SD-WANという言葉をご存じだろうか。
従来のWANはハードウェアで構成・制御されているが、これをソフトウェアで制御するというものだ。具体的には複数の拠点のネットワーク機器を一つのクラウドで制御する。
この言葉自体は単純に知っていれば問題ない。
しかし、ネットワークベンダーによって狭義の「SD-WAN」が使われることがある。ネットワーク機器に機器名に「SD-WAN機能」と定義されているのだ。これはあくまでそのネットワーク機器固有の機能である。
この「SD-WAN機能」をうまく伝えることができず、時間を浪費した経験がある。以下がそのやり取りだ。
筆者「このA社の○○製品にSD-WAN機能の「△△データベース」があるが、ライセンスを買わないと使えない。いくらになるか概算でもいいので出して欲しい。」
—2週間後—
販社「A社SD-WANライセンスの価格を確認したが、とても高額になりそうだ。」
筆者「高額とは10万、20万では済まないということだろうか。」
販社「そうなる見込み」
お分かりいただけただろうか。
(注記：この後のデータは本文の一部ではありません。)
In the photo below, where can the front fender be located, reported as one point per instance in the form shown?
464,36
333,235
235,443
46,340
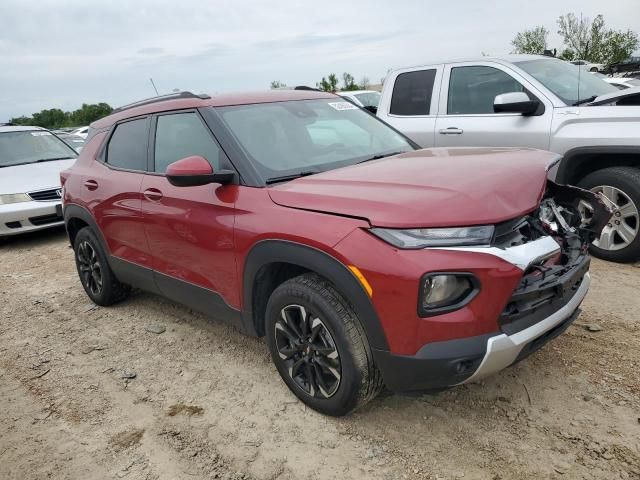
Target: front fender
325,265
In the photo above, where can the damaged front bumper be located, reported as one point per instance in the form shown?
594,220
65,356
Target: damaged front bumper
550,246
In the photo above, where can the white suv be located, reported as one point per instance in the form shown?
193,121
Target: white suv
31,159
532,101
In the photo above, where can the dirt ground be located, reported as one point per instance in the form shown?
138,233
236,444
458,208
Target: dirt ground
206,401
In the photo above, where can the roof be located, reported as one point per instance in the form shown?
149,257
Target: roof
355,92
508,58
18,128
225,100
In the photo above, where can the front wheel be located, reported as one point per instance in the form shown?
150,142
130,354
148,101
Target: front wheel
620,238
319,346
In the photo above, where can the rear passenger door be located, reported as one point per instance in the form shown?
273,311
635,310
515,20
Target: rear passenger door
466,116
189,229
413,104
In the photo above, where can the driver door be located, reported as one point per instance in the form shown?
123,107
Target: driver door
465,111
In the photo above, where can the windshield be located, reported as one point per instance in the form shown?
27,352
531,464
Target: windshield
18,148
369,99
309,136
562,79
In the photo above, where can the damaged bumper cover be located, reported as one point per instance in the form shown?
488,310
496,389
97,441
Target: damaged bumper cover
550,247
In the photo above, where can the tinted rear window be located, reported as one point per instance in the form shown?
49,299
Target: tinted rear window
128,145
412,93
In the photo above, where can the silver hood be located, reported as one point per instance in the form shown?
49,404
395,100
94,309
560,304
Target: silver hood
33,176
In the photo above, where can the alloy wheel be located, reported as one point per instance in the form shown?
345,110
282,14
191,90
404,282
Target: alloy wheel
623,227
90,268
308,351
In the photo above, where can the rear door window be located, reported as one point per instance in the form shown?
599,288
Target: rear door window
181,135
128,145
412,93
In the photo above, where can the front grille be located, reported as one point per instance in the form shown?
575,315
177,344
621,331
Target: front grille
542,291
45,219
516,232
46,195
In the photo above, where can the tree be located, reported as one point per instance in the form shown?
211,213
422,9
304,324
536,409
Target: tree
592,41
329,84
56,118
532,41
349,82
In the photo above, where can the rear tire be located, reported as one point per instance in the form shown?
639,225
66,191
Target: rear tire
96,276
620,240
327,363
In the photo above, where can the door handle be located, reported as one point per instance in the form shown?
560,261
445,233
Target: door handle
152,194
451,131
91,184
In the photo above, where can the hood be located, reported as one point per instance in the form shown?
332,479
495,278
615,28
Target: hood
32,177
631,96
427,188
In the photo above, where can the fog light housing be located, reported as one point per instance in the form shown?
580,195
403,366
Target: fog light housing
445,292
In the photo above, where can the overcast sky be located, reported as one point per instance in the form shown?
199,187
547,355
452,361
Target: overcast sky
63,53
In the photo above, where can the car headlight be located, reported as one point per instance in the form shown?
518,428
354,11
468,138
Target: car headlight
446,292
436,237
14,198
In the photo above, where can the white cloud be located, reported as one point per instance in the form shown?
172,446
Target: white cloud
61,54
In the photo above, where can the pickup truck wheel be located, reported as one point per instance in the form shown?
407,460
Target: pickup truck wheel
620,239
319,347
98,281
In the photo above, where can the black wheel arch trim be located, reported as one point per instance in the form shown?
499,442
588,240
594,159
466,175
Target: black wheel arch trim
576,156
265,252
73,210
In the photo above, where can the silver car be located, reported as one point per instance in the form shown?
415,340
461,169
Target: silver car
31,159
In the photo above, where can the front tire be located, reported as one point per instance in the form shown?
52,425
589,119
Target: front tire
96,276
620,239
319,346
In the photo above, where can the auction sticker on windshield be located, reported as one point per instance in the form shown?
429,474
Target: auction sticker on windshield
343,106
筆者はここで認識の齟齬に気づいた。
要するに、販社は○○製品のSD-WAN機能のライセンス価格を調べたのではなく、A社が持つSD-WANシステムの価格を調査したのである。欲しいのはひとつの製品のSD-WAN機能の情報であったのに、複数の拠点のネットワークを統合管理するシステムを調査してしまったというわけだ。
この認識の齟齬により、筆者・販社ともに時間の浪費が発生した。もっと「この製品のSD-WAN機能だけが欲しい」と強調すべきであった。実際、機能だけの概算であれば数時間で分かったことだった。
SD-WANという言葉はバズワードであるが、クラウド等の他のバズワードと異なるのは、意味が多少具体的で、わかっていればイメージしやすい。同じバズワードでコミュニケーションには異なった注意が必要であると確認した次第である。